V. Simeoni (© Yasuko Kageyama/Opera Roma)


Après avoir été malmené à l’orée de la saison précédente par le départ précipité de Riccardo Muti, l’Opéra de Rome retrouve un dynamisme audacieux, et Carlos Fuentes, le sovrintendante du Teatro all’Opera, ouvre la saison avec la première romaine des Bassarides de Henze. Plus souvent associé à une tradition lyrique dominée par Verdi et Puccini qu’à la musique des soixante dernières années, le Teatro Constanzi n’a pas pour autant ignoré, au fil de son histoire, l’un des plus importants compositeurs d’opéra du vingtième siècle, aujourd’hui relativement négligé, du moins en France – l’opus inspiré par Les Bacchantes d’Euripide n’y a été pas été repris depuis sa création en 2005 au Châtelet, au cours d’une série chahutée par des grèves. En 1954, Boulevard Solitude était monté pour trois soirées, tandis qu’onze plus tard, en décembre 1965, Le Jeune Lord bénéficiait de quatre représentations. Avec six dates à l’affiche, la présente production confiée à Mario Martone plaçait la barre plus haut – et au vu du succès public, tant à l’aune des commentaires de sorties que du remplissage de la salle, fût-ce à coup de tarifs réduits, on ne peut que se réjouir de la réussite d’un pari que l’on pouvait tenir pour très risqué.
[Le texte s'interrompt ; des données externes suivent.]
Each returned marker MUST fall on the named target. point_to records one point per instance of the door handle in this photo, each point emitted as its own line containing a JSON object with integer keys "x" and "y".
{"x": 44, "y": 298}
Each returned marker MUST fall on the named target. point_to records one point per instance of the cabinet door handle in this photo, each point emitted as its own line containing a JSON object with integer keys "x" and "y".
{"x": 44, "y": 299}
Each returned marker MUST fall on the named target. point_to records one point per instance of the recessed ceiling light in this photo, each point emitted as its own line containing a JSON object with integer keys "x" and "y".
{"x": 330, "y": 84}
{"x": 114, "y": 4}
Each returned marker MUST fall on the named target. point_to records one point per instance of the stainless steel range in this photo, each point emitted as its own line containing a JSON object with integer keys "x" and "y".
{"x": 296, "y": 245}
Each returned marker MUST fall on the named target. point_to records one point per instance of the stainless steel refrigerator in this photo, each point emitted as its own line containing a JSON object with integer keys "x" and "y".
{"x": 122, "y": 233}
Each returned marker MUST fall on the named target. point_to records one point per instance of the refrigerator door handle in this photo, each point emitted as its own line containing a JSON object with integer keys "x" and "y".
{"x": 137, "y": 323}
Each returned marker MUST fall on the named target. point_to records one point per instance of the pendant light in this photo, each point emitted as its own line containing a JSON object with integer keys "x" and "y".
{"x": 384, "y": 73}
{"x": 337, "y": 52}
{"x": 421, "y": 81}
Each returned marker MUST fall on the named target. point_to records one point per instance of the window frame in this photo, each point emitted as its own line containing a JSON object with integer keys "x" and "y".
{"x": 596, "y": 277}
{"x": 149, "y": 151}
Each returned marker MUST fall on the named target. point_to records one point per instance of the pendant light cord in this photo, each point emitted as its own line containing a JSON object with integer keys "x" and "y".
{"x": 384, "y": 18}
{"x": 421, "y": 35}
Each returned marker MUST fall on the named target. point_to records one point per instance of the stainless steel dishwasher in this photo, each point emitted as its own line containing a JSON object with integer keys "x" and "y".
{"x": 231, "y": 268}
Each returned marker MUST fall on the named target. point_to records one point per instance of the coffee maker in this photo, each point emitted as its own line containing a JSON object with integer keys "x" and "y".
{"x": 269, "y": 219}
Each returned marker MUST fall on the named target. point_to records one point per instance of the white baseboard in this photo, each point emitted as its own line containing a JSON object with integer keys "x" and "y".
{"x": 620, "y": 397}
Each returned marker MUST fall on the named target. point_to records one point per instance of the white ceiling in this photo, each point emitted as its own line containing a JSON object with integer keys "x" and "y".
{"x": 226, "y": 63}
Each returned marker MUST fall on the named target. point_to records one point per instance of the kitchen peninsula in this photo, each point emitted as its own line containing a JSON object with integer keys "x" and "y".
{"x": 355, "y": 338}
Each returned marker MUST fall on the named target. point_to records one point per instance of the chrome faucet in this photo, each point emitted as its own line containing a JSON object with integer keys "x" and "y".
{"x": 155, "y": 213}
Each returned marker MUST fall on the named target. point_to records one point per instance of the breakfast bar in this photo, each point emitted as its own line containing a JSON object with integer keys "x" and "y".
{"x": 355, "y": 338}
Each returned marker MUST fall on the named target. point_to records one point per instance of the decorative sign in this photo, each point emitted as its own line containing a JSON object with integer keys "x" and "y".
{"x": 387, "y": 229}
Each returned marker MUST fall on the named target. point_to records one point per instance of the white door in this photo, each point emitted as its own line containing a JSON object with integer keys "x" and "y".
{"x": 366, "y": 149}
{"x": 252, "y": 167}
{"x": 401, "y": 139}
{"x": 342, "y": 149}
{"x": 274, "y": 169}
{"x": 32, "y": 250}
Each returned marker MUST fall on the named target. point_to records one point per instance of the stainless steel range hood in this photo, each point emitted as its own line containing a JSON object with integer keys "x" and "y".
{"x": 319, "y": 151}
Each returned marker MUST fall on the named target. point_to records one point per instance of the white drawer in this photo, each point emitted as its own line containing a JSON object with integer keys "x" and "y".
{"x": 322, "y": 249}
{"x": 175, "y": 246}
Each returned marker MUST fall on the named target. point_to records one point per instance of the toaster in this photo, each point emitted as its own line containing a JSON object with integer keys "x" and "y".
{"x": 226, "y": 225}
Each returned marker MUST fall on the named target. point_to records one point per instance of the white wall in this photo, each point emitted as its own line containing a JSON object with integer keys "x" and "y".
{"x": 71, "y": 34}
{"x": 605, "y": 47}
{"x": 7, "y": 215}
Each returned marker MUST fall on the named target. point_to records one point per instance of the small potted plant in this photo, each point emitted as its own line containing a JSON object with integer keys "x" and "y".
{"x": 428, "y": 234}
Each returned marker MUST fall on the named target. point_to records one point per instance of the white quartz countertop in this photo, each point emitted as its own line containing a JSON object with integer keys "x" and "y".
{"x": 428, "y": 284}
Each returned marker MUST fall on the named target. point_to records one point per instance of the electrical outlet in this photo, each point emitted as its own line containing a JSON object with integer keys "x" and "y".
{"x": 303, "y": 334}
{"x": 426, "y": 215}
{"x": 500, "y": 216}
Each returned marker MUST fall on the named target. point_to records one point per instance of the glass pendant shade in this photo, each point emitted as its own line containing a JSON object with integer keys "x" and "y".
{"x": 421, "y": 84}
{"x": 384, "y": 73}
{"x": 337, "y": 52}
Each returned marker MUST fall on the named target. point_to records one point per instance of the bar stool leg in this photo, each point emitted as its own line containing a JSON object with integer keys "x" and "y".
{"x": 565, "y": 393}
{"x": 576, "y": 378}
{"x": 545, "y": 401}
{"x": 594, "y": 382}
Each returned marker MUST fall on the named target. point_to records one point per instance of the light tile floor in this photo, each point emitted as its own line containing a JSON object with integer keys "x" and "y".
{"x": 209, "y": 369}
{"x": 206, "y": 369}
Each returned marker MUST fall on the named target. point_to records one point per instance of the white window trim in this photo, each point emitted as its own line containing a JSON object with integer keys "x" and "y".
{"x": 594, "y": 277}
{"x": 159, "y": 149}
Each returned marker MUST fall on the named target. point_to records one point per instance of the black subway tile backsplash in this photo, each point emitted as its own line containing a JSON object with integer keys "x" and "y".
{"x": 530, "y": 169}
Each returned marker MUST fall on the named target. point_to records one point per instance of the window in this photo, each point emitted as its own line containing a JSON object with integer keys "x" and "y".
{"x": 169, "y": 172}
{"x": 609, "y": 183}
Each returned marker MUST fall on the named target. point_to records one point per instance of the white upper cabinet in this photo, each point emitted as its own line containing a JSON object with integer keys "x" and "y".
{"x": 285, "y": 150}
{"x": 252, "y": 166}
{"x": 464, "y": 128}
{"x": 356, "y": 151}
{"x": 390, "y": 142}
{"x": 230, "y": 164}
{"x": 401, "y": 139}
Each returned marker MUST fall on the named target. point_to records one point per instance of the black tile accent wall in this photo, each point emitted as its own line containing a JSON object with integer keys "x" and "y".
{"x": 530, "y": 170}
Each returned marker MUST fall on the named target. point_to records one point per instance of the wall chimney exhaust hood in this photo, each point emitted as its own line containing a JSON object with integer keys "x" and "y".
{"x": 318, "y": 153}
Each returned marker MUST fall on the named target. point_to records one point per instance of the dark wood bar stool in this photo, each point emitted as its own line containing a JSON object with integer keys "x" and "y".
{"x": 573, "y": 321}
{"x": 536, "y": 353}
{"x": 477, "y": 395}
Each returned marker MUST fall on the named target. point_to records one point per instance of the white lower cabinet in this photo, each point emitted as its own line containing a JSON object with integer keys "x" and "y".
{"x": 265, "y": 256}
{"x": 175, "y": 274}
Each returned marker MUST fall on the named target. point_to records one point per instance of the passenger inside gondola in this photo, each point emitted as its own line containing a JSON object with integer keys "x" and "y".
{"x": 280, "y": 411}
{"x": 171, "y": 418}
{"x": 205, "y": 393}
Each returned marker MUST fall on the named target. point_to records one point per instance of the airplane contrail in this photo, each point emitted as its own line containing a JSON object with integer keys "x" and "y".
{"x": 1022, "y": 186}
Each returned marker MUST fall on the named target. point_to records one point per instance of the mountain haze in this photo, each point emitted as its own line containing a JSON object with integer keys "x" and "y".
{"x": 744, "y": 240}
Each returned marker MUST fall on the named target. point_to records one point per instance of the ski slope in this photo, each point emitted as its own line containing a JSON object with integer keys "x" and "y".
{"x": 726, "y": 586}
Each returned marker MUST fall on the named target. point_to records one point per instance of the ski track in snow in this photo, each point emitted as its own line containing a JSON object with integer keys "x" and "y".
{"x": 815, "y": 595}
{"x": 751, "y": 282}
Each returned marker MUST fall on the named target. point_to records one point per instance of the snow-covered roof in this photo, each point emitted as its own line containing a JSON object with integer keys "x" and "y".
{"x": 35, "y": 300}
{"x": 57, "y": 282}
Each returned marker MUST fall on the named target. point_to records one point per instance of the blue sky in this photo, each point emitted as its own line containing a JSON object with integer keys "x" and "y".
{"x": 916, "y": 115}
Conçue autour d’un panneau réfléchissant incliné, la mise en scène joue des effets des miroirs, de mystères et de troubles de l’identité qui innervent le drame. Si les costumes d’Ursula Patzak comme les décors dessinés par Sergio Tramonti, rehaussés par les lumières de Pasquale Mari, ne poursuivent pas une esthétisation archaïsante, le dispositif s’attache à faire incarner l’atemporalité du mythe. Sans verser dans une crudité gratuite, la violence n’est pas éludée, et la chorégraphie réglée par Raffaella Giordano en fait ressortir la puissance rituelle. Sur le mont Cythéron, la fascination pour Dionysos n’occulte pas les ramifications politiques de la force cultuelle, tandis qu’au quatrième mouvement, les relents d’ivresse d’où s’éveille Agave tenant la tête de son fils Pentheus mort qu’elle prend encore pour un lion ne négligent pas l’hémoglobine, tout en évitant l’excès factice autant que le minimalisme aseptisé.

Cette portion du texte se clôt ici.